Follow The (Not) Bouncing Ball

I coached my 8-year-old son Jonathan’s basketball team this winter. Lest you take this as proof of my coaching prowess, I share with you in its entirety, the transcript of my “job interview” with the guy who runs the third grade basketball program:

Guy who runs third grade basketball program: “Do you have a son in the third grade?”

Me: “Yes.”

GWRTGBP: “Have you ever been convicted of a felony?”

Me: “No.”

GWRTGBP: “Practice starts Saturday; pick up your uniforms and whistle at the front door.”

With that settled, and still giddy in the knowledge that I had survived the grueling vetting process, I drove home thinking about how to structure our practices.
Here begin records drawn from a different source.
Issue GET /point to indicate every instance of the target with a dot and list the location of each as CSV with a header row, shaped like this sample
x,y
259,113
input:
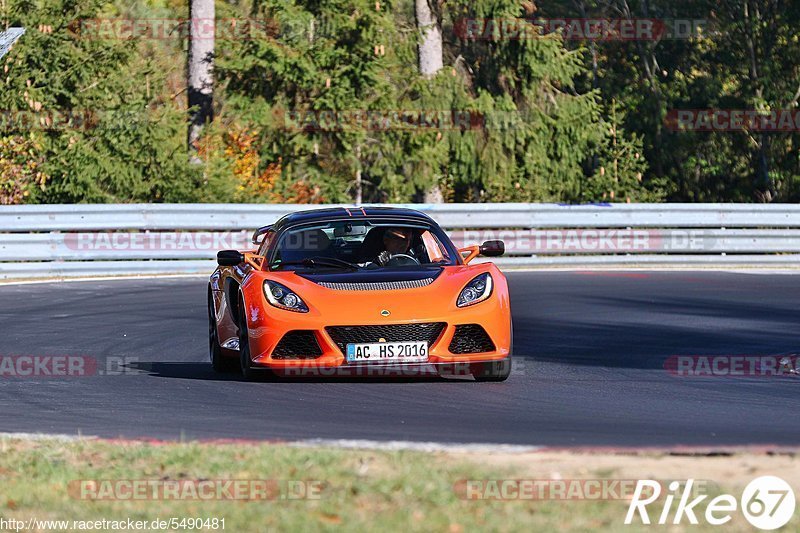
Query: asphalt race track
x,y
590,349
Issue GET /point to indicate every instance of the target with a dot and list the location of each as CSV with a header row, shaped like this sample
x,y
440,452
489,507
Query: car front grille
x,y
297,344
344,335
377,286
471,338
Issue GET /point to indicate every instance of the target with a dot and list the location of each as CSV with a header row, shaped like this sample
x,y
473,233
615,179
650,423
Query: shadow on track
x,y
204,372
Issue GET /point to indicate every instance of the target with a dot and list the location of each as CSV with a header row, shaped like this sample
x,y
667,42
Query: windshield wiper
x,y
321,261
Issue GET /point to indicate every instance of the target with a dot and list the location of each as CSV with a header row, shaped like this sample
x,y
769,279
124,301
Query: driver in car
x,y
396,241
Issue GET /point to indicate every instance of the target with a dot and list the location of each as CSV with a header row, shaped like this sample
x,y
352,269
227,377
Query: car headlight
x,y
476,291
283,298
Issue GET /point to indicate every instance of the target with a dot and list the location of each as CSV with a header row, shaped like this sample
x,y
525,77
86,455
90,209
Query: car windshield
x,y
349,245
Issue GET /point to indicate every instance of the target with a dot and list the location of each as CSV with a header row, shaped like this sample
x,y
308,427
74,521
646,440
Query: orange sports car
x,y
341,289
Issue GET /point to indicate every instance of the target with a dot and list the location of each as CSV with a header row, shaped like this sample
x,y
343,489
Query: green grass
x,y
365,490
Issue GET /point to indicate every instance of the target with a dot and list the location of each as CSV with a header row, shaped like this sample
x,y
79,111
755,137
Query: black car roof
x,y
337,213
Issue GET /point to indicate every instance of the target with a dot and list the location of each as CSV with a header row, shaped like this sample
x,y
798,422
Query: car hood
x,y
383,275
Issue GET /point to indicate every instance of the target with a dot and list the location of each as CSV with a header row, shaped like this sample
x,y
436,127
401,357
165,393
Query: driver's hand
x,y
383,258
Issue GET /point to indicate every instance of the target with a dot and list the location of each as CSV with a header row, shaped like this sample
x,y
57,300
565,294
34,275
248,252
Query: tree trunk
x,y
430,62
201,67
430,47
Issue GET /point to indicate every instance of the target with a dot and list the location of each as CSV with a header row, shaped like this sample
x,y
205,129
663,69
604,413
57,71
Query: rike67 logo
x,y
767,502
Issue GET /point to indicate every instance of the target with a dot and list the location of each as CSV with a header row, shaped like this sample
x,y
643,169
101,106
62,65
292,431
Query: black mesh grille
x,y
298,344
344,335
471,338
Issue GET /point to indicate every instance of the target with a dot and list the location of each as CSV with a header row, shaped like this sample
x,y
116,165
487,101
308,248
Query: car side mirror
x,y
492,248
229,257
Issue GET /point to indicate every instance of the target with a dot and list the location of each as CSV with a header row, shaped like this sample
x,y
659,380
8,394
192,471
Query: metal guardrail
x,y
91,240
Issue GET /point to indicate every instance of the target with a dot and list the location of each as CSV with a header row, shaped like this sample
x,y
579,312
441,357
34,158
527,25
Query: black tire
x,y
492,371
219,362
245,363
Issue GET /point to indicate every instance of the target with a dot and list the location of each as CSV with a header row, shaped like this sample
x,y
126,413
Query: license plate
x,y
403,352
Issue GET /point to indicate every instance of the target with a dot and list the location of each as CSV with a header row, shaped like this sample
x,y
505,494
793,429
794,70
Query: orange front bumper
x,y
329,307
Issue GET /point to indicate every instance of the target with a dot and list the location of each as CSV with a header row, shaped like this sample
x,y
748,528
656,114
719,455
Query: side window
x,y
436,252
266,243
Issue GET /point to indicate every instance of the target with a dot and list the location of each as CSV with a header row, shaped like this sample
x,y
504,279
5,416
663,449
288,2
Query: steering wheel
x,y
402,260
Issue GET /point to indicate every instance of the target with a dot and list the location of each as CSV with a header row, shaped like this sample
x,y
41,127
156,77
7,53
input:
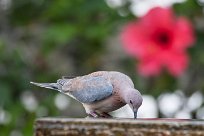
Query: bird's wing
x,y
89,89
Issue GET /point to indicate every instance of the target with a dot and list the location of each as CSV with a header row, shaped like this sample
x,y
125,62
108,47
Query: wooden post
x,y
118,127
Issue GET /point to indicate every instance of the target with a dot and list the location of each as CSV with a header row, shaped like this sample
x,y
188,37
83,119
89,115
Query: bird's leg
x,y
93,114
106,115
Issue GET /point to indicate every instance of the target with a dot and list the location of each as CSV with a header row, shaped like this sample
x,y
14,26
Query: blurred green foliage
x,y
44,39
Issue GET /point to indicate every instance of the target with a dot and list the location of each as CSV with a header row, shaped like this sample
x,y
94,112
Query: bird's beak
x,y
135,114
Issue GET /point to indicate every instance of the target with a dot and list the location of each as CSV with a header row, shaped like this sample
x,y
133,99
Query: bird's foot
x,y
94,114
99,115
105,115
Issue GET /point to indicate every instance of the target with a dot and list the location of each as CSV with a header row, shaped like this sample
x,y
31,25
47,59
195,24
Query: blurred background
x,y
45,39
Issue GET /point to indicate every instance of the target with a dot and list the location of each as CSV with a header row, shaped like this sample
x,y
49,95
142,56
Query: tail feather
x,y
53,86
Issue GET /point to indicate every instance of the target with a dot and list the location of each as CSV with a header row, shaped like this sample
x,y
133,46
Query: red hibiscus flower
x,y
159,40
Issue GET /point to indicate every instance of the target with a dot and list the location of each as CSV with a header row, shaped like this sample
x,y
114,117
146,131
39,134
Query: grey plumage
x,y
88,90
100,92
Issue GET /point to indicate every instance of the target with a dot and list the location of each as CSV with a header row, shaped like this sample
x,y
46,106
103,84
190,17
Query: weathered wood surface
x,y
118,127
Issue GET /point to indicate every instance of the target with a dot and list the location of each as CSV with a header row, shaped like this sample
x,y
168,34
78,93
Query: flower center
x,y
163,39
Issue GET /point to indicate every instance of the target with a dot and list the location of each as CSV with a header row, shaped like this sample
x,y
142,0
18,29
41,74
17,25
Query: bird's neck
x,y
125,94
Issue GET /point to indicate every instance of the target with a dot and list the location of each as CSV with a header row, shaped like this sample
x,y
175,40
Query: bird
x,y
99,92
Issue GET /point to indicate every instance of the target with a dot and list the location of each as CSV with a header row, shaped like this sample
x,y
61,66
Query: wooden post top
x,y
117,127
If you’re not familiar with basketball as played by 8-years-olds, I can tell you first hand that it has a tendency not to resemble the real thing. The problem, I discovered, is that the ball itself holds so much fascination, that the kids do nothing but chase after it, each hoping to get his hands on the magical orb.

As a practical matter therefore, the 8-year-old game involves little real teamwork, and instead, leaves onlookers with the vague impression that they’ve happened upon a contentious, five-way custody battle among competing relatives.
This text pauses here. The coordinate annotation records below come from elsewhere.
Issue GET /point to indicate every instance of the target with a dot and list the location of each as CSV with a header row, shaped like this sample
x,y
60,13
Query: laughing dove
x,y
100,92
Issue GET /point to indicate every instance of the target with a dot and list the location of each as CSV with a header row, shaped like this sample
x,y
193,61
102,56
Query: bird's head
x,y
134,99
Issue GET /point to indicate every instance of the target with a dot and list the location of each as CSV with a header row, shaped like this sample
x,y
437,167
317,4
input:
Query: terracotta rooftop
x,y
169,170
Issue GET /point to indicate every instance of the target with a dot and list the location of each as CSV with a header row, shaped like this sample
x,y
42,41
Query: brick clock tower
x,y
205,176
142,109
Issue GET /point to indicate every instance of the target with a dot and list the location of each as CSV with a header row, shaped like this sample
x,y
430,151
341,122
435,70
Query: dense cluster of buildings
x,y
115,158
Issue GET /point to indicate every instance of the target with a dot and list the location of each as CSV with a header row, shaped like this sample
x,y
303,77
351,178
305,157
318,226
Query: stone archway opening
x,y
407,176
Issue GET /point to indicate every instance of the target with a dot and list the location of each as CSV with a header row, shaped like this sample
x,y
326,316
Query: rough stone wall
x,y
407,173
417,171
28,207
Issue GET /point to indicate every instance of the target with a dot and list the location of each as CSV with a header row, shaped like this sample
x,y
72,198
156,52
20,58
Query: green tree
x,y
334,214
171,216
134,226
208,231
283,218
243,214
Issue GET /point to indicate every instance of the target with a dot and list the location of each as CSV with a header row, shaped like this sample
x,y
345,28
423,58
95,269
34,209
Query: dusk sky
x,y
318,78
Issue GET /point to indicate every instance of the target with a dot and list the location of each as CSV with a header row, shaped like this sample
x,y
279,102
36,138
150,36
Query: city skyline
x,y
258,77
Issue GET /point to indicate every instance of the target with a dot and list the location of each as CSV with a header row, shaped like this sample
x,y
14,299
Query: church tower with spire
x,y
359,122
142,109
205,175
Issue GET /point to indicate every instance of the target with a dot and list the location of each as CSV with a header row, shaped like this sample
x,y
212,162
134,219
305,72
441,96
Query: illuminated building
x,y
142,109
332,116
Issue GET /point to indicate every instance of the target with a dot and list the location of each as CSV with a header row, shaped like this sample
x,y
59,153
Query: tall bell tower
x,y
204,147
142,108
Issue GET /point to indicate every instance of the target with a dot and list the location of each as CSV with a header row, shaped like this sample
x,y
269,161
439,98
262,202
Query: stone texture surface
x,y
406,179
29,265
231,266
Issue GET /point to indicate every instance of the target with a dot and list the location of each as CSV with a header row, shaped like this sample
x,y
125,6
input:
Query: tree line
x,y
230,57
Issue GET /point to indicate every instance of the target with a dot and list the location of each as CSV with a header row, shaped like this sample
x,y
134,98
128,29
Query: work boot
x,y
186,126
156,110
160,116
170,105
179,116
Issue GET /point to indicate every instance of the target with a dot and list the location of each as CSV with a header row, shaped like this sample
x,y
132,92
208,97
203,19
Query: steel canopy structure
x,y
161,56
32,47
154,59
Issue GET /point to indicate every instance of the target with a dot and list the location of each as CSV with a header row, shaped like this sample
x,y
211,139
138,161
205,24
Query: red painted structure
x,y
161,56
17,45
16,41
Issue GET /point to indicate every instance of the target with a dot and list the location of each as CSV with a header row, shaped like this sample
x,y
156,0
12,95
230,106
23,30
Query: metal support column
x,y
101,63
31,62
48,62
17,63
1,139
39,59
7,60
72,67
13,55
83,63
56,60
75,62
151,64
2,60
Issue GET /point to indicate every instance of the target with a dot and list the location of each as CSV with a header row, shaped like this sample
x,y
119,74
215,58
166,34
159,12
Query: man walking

Luckily, however, I came up with what turned out to be a pretty good idea: I told the kids that they were not allowed to dribble (bounce) the ball. Five on five, full court basketball, and the only way you could advance the ball was to pass it to someone else.

This had a number of immediate, positive effects:

  1. The kids became aware of the other players. If you’re going to pass, you need to see where your teammates are, so they all started picking their heads up and looking around.
  1. The kids spread out on the court. Knowing that once you got the ball you’d be frozen in place, there was no point in running over to the kid with possession. Instead, positioning yourself to receive a pass became the best strategy.
  1. The kids worked together. With dribbling off the table, even the best player on the team couldn’t do much by himself. Teamwork became a necessity.
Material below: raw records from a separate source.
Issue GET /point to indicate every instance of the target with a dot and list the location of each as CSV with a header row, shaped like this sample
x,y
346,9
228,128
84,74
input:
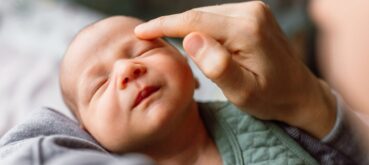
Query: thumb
x,y
216,62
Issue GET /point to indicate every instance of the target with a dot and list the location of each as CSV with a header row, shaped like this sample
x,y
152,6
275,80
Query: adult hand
x,y
241,48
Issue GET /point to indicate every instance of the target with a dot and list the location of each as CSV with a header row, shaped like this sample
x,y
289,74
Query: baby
x,y
136,95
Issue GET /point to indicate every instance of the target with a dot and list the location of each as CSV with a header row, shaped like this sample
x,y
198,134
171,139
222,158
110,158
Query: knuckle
x,y
191,17
260,6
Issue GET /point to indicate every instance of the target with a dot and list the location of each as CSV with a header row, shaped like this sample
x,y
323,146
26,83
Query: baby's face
x,y
127,92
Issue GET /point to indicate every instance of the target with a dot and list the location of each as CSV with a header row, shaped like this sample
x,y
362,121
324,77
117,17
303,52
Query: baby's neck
x,y
190,144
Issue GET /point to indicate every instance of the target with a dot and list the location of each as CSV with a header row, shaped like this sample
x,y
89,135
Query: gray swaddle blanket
x,y
49,137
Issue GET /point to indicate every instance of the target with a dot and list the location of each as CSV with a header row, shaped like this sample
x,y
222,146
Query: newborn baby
x,y
136,95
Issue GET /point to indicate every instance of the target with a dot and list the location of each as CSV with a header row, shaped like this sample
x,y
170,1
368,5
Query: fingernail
x,y
194,44
139,28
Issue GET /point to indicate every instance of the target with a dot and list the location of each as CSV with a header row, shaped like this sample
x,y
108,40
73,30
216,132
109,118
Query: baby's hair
x,y
67,98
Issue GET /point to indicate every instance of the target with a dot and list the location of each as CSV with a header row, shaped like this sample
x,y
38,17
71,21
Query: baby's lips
x,y
144,93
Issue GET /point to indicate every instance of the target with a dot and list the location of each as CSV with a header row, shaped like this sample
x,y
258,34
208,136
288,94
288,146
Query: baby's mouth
x,y
144,93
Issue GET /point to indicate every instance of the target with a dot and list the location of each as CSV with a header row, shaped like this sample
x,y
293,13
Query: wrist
x,y
317,113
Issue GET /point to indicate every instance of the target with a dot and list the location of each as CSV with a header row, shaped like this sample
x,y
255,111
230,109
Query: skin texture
x,y
343,44
103,72
252,62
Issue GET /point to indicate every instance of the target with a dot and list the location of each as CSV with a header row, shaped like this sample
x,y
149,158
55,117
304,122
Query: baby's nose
x,y
129,72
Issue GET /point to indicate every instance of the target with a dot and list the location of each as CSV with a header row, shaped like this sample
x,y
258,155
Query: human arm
x,y
241,48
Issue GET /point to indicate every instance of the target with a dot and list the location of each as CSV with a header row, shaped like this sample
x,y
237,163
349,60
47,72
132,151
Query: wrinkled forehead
x,y
99,38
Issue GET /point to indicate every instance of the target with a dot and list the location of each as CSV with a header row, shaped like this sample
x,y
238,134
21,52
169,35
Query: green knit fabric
x,y
242,139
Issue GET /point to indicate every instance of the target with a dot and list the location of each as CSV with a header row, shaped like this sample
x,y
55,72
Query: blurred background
x,y
34,34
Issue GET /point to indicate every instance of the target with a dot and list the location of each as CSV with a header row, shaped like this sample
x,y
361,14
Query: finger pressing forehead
x,y
179,25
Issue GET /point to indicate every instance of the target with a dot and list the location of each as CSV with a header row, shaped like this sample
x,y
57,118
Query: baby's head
x,y
124,91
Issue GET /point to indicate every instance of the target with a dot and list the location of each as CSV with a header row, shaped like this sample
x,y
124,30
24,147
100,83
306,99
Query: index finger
x,y
179,25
You’ll be pleased to know that the story has a happy ending. After six weeks of practice, we played our two-game season last Saturday. We won comfortably in both instances, largely because the kids on our team succeeded in moving the ball around so well. (Oh yeah, and because I slipped $20 to the referee at halftime, but I’m not proud of that.)

“So what,” you say? Hang on, there is a newsletter connection.

In the game of newsletters, the “ball” (i.e. the fascinating thing responsible for endless distraction) is design. People get so excited about how things are going to look that they tend to forget about the content. Here too, this often leads to an end product that is painful to watch.

That’s why – and regardless of how long the newsletter in question has been in existence – we make sure to separate the writing process from the design and layout process. The procedure is always the same:

  1. Write the newsletter and all of its ancillary sections in a single MS Word (or whatever) document.
  1. Make changes, edits, etc. to the document until you’re pretty much satisfied with the final product.
  1. Then (and only then) drop the content into the design.

Bottom Line: It’s fine to make tweaks and small text adjustments within the final design. That said, if you try to edit – or God forbid, write – from in there, you’re likely to be so distracted by appearances that you’ll end up with inferior content.

Instead, I recommend first shaping the content to your satisfaction, and then, marrying it with your well done design. Don’t make me blow my whistle at you.